Pseudonymization is a security technique for replacing sensitive data with realistic fictional data that:
- Cannot be attributed to a specific individual without additional information which, according to GDPR Article 4 (5), is to be “kept separately and subject to technical and organisation measures to ensure non-attribution to an identified or identifiable person.”
- Maintains referential integrity and statistical accuracy, thereby enabling business processes, development and testing systems, training programs, and analysis to operate normally.
Pseudonymization can be used when realistic data is needed for application development and testing environments, data warehousing, analytical data stores, training programs, or other business processes. It can also be used when exporting data to non-EU/EEA countries.
The GDPR both encourages pseudonymization and distinguishes it from anonymous data. Details are below.
GDPR encourages pseudonymization
The GDPR encourages pseudonymization for the following reasons.
- Article 6 (4) (e) permits processing personal data for a purpose other than originally intended, in “the existence of appropriate safeguards, which may include encryption or pseudonymization.” Other purposes can include profiling, business analysis, outsourcing data processing to non EU/EEA countries, and using for scientific, historical, and statistical purposes.
- Article 11 (2) exempts the Data Controller from complying with an individual’s rights to access, rectification, erasure, and data portability of his or her personal data (Articles 15 – 20), if the personal data can no longer be linked to the identified individual.

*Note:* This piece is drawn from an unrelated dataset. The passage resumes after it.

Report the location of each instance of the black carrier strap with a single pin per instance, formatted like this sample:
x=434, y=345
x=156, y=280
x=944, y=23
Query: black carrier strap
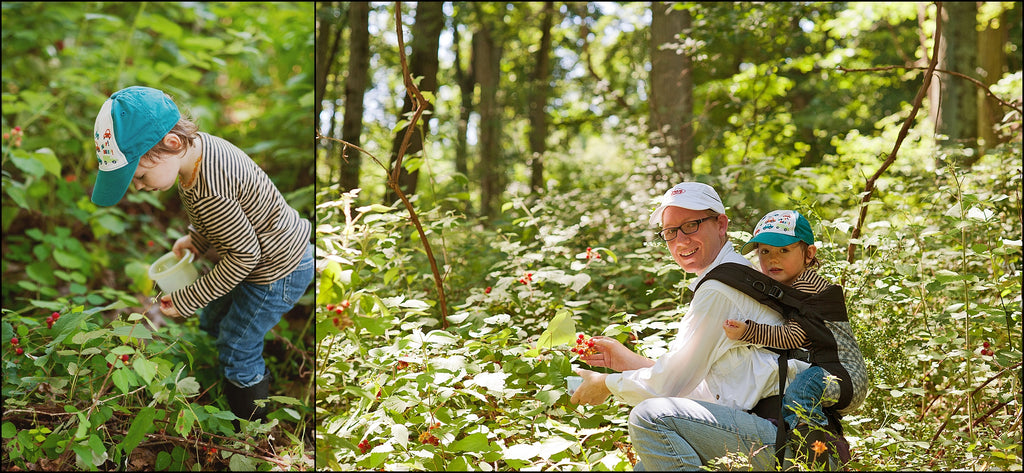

- Article 25 (1) makes pseudonymization a central feature of the requirement for data protection by design and by default.

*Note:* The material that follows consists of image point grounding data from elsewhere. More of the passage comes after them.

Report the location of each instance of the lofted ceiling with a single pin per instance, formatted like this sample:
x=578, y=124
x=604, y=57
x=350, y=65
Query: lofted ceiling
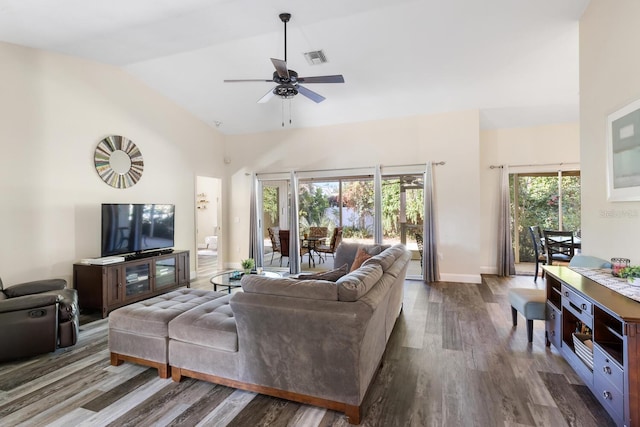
x=515, y=61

- Article 32 (1) (a) makes pseudonymization an appropriate technical measure for ensuring the security of processing personal data.

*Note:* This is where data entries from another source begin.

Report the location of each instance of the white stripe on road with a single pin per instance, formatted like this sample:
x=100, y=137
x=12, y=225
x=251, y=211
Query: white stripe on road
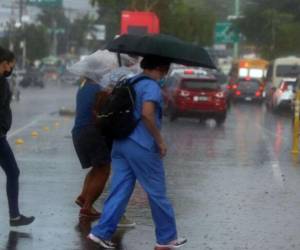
x=19, y=130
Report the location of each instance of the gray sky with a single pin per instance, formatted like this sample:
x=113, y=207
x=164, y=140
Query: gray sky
x=6, y=11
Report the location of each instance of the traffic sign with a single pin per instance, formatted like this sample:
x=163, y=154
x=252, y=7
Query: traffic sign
x=225, y=34
x=45, y=3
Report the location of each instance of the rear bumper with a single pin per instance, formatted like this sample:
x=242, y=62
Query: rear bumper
x=247, y=97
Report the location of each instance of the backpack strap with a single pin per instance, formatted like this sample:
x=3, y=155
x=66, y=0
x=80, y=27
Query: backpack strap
x=139, y=78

- Article 34 (1) requires that, in the event of a security breach, Data Controllers notify identified individuals impacted by the breach. Since pseudonymization data is not linked to an identified individual, notification is not required unless the individual is identifiable due to:
- The pseudonymization key is disclosed in a security breach.
- The individual can be identified by linking pseudonymized and additional, non-pseudonymized information (e.g., birth date, gender, zip code).
- Article 40 (2) (d) encourages the use of Codes of Conduct that include pseudonymization.
- Article 89 (1) enables processing personal data for scientific, historical, and statistical purposes if the data is safeguarded by pseudonymization.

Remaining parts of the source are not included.